Do końca maja Centralne Biuro Antykorupcyjne przedłużyło kontrolę oświadczeń majątkowych ministra sportu. Miała się ona zakończyć w marcu. Wątpliwości budzi kupno luksusowego samochodu, wartego 215 tysięcy złotych. CBA sprawdza też operacje na koncie Andrzeja Biernata.

Minister sportu odmówił dziennikarzowi RMF FM odpowiedzi na pytania, dotyczące jego oświadczeń majątkowych. Dokumenty bada CBA, bo wątpliwości budzi kupno luksusowego samochodu w 2012 roku.

W oficjalnej odpowiedzi biura prasowego, którą otrzymał nasz reporter, napisano: "poruszane przez Pana kwestie odnoszą się w sposób szczegółowy do dysponowania majątkiem prywatnym i nie dotyczą kwestii publicznych".

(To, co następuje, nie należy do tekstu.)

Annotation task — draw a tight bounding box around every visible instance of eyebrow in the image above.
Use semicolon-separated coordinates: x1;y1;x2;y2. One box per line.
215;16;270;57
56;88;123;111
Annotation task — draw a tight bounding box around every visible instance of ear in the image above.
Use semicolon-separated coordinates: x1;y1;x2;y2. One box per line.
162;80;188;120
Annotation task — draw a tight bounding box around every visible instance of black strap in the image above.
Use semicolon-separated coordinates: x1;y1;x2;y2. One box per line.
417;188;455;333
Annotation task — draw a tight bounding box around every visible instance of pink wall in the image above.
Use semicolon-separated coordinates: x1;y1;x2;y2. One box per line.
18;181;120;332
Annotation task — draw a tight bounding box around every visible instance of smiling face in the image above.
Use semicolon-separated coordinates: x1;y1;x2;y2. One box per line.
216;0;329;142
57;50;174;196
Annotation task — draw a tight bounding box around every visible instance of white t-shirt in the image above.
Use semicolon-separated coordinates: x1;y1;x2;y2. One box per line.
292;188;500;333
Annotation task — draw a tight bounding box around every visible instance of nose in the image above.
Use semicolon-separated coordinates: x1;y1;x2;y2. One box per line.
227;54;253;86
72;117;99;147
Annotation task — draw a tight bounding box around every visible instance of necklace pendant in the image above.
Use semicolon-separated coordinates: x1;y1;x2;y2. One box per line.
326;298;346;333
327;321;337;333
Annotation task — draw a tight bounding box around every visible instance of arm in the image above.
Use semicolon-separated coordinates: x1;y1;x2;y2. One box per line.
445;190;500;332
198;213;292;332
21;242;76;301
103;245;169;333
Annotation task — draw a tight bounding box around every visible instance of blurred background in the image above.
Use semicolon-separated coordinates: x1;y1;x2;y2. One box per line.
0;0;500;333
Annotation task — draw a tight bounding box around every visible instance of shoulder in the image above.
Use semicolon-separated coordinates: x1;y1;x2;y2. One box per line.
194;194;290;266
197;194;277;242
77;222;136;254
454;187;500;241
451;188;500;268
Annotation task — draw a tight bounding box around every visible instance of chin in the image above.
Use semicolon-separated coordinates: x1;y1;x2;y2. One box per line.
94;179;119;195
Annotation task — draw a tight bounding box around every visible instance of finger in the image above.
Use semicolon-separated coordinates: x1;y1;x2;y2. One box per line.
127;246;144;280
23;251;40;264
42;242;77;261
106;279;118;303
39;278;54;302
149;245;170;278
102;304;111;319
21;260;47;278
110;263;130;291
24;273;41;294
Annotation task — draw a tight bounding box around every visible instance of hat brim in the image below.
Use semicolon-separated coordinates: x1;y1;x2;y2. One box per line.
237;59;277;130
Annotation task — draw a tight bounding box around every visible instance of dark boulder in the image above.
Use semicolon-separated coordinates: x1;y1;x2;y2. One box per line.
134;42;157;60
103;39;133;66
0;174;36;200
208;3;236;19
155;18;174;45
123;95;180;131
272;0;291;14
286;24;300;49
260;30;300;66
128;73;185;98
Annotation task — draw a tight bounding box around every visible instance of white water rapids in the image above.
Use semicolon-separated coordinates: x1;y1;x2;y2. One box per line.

To dziwi, ponieważ nasz reporter pytał ministra między innymi o to, czy sprzedał, a jeśli tak - to za ile, mieszkanie, które przestał deklarować w oświadczeniach. Wcześniej bez problemów wpisywał jego wartość - 150 tysięcy złotych.

Krzysztof Zasada pytał też o wartość luksusowego land rovera, który pojawił się w oświadczeniach. Jego rynkowa cena jest gigantyczna - mniej więcej ćwierć miliona złotych. Brak informacji ministra na temat szczegółów oświadczenia rodzi uzasadnione pytanie, czy było go stać na tę "miejską terenówkę".

Poniżej list naszego dziennikarza i odpowiedź z biura prasowego ministra sportu:

To niezwykle dziwna reakcja - tak o treści maila mówi ekspertka z Fundacji Batorego. Od momentu, kiedy przyjął mandat posła, przyjął na siebie obowiązek składania oświadczenia majątkowego i w tej sprawie przestaje być osobą prywatną - powiedziała nam Grażyna Kopińska. I podkreśla, że w interesie ministra byłoby wysłanie do społeczeństwa jasnego sygnału: "nie mam nic do ukrycia".